Nat King Cole se refería a México, claro. Pero yo entonces no lo sabía. Las palabras «Al sur de la frontera» me sonaban enigmáticas. Cada vez que las oía, me preguntaba qué diablos debía de haber allí, al sur de la frontera. Abrí los ojos. Shimamoto todavía estaba moviendo los dedos por encima de la falda. Y sentí un dolor dulce, casi imperceptible, en las entrañas.

—Es raro —dijo—. No sé por qué, pero no me imagino más que con un solo hijo. Puedo verme a mí misma, de alguna manera, con un niño. Yo soy la madre y tengo un hijo. Pero me resulta imposible imaginarme a ese niño con hermanos. Ese niño no tiene hermanos. Es hijo único.

No cabía duda de que era una niña precoz y de que se sentía atraída por mí como representante del sexo opuesto. Y yo, por mi parte, también me sentía atraído por ella, pero no sabía qué hacer con mis sentimientos.

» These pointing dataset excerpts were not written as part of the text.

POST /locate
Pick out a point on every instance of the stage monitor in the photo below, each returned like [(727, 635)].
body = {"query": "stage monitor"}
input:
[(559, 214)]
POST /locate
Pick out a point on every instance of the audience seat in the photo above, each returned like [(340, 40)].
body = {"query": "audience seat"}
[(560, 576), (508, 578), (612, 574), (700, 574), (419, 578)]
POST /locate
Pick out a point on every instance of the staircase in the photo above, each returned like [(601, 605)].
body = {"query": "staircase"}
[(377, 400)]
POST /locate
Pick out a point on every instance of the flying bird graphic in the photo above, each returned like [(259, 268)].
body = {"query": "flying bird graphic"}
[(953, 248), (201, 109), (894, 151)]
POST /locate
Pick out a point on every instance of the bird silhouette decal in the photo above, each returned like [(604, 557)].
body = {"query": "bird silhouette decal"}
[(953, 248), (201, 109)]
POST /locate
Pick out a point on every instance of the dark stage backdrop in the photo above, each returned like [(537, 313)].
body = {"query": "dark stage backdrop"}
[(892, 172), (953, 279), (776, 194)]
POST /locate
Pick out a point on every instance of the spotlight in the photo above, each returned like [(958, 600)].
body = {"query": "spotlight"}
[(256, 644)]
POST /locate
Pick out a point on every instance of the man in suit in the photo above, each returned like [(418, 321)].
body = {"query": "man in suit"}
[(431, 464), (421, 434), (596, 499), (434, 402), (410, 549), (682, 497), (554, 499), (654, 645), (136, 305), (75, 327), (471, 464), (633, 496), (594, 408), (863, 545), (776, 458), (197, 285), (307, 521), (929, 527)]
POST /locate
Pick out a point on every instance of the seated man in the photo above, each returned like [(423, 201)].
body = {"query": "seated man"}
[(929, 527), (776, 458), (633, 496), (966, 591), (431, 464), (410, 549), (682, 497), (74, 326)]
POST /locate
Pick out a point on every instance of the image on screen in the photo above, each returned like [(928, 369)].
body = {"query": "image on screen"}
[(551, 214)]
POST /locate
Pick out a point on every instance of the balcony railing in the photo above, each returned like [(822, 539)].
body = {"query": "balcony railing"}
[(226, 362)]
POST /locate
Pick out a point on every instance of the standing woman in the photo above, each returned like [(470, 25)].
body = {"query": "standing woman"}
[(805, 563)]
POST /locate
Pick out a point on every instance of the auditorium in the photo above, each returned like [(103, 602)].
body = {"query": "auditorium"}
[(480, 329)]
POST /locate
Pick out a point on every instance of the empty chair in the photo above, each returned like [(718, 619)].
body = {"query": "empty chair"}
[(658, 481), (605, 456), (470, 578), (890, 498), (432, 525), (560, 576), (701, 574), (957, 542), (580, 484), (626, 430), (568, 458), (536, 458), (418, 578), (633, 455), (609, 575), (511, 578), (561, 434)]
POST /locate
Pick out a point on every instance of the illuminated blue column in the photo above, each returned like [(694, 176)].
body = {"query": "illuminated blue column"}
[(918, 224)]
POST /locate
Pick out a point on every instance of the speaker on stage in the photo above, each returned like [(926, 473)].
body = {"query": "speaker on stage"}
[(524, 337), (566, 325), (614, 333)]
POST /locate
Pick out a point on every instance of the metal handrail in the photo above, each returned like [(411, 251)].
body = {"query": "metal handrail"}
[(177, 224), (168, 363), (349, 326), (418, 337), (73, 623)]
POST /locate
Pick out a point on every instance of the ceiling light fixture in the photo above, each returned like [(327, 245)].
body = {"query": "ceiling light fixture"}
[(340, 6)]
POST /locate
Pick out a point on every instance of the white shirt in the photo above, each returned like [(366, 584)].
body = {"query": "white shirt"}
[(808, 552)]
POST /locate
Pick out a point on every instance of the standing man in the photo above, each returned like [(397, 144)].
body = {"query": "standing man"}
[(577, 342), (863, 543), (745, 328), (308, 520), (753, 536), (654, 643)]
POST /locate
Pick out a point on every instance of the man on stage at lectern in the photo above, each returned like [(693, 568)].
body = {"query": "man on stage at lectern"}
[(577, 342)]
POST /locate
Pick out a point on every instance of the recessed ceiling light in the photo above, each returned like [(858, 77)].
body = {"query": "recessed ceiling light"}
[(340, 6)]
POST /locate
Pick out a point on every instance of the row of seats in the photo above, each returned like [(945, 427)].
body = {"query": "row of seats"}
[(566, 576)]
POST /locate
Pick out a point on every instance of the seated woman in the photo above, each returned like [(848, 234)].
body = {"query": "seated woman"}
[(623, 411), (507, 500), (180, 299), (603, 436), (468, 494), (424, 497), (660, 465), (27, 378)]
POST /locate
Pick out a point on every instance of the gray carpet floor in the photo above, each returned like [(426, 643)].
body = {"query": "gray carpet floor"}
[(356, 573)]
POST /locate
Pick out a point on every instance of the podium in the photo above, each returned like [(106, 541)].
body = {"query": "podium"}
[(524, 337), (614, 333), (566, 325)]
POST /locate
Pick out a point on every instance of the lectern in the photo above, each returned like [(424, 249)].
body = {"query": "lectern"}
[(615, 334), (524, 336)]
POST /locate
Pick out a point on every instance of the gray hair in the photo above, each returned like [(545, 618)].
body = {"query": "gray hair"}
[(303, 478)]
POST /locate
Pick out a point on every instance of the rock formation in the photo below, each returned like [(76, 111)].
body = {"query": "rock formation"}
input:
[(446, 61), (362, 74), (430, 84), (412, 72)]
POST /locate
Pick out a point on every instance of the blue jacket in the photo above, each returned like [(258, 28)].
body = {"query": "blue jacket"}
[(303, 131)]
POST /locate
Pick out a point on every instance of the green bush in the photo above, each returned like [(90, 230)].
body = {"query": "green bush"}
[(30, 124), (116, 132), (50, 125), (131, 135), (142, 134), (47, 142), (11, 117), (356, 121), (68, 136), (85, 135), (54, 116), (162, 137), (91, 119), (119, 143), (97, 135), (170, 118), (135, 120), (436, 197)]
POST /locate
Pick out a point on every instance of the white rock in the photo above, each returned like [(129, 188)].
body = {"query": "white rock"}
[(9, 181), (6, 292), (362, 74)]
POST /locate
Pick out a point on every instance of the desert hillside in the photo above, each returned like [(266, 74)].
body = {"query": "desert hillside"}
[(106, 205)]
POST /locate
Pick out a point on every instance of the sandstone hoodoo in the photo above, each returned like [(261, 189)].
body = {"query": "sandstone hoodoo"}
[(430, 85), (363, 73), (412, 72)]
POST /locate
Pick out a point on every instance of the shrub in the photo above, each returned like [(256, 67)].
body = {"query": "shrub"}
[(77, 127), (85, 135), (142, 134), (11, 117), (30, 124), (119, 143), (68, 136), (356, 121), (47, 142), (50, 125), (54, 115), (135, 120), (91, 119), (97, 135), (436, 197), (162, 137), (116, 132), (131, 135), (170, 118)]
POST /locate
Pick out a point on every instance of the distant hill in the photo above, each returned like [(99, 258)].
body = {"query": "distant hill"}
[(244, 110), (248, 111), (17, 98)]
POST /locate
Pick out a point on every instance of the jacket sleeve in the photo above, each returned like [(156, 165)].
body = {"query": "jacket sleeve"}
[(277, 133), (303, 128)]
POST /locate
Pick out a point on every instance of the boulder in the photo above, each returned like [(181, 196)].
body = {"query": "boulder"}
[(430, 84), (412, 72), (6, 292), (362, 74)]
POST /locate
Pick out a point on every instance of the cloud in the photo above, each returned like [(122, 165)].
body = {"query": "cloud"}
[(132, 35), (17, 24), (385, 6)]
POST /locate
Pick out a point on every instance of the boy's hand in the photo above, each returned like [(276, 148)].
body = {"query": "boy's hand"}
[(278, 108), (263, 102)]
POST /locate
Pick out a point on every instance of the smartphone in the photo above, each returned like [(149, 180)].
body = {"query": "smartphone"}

Tal vez tampoco Shimamoto lo supiera. Me tomó de la mano una sola vez. Fue un día que me llevaba a algún sitio, y el gesto decía: «Rápido, es por aquí». Nuestras manos permanecieron unidas como mucho diez segundos, pero a mí me parecieron treinta minutos. Y cuando me soltó, deseé que el contacto no se hubiera interrumpido. Yo lo sabía, sabía que ella me había cogido la mano de una manera espontánea, pero que, en realidad, lo había hecho porque deseaba hacerlo. Aún hoy recuerdo el tacto de su mano aquel día. Es un tacto diferente a cualquier otro que haya experimentado después. Era simplemente la mano pequeña y cálida de una niña de doce años. Pero en aquellos cinco dedos y en aquella palma se concentraban, como en un catálogo, todas las cosas que yo quería saber, todas las cosas que tenía que saber. Y ella, al tomarme de la mano, me las enseñó. Me enseñó que en el mundo real existía un lugar como aquél. Durante diez segundos tuve la sensación de haberme convertido en un pajarillo perfecto. Surcaba el aire, sentía el viento. Desde las alturas, podía ver paisajes lejanos. Tan remotos que no era capaz de vislumbrar con claridad lo que había. Pero supe que existían. Y que algún día iba a visitarlos. Esa certeza me dejó sin aliento, me hizo estremecer.

Al regresar a casa, me senté ante la mesa de mi habitación y mantuve largo rato los ojos clavados en la mano que Shimamoto había sostenido. Me sentía lleno de felicidad. Aquel dulce tacto me caldeó el corazón durante muchos días. Pero, al mismo tiempo, me turbó, me confundió, me angustió. ¿Qué diablos tenía que hacer con aquella felicidad? ¿Hacia dónde debía conducirla?

Al terminar la enseñanza primaria, Shimamoto y yo fuimos a escuelas distintas. Por diversas circunstancias, dejé la casa donde había vivido hasta entonces y me mudé a otro barrio. Aunque hable de un barrio distinto, la verdad es que sólo estaba a dos paradas de tren, así que, incluso entonces, la visité algunas veces. Tres o cuatro, durante los tres meses que siguieron a la mudanza. Pero ahí acabó todo. Pronto dejé de ir a verla. Me disponía por entonces a entrar en una edad extremadamente delicada. Sentía que nuestro mundo había cambiado por completo por el mero hecho de vivir a dos estaciones de distancia. Nuestros amigos eran distintos, el uniforme era distinto, el libro de texto era distinto. Mi físico, mi voz y mi sensibilidad frente a muchas cosas estaban sufriendo cambios acelerados y, paralelamente, la atmósfera de intimidad que había existido entre Shimamoto y yo parecía desvanecerse. También ella experimentaba cambios físicos y psicológicos, y mayores aún que los míos. Eso me hacía sentir incómodo. Además, tenía la impresión de que su madre empezaba a mirarme de una manera extraña. Parecía decir: «¿Por qué seguirá viniendo este niño a casa? Ya no vive en el barrio, van a escuelas distintas». Quizá fuesen figuraciones mías. Pero, de cualquier modo, me inquietaban sus miradas.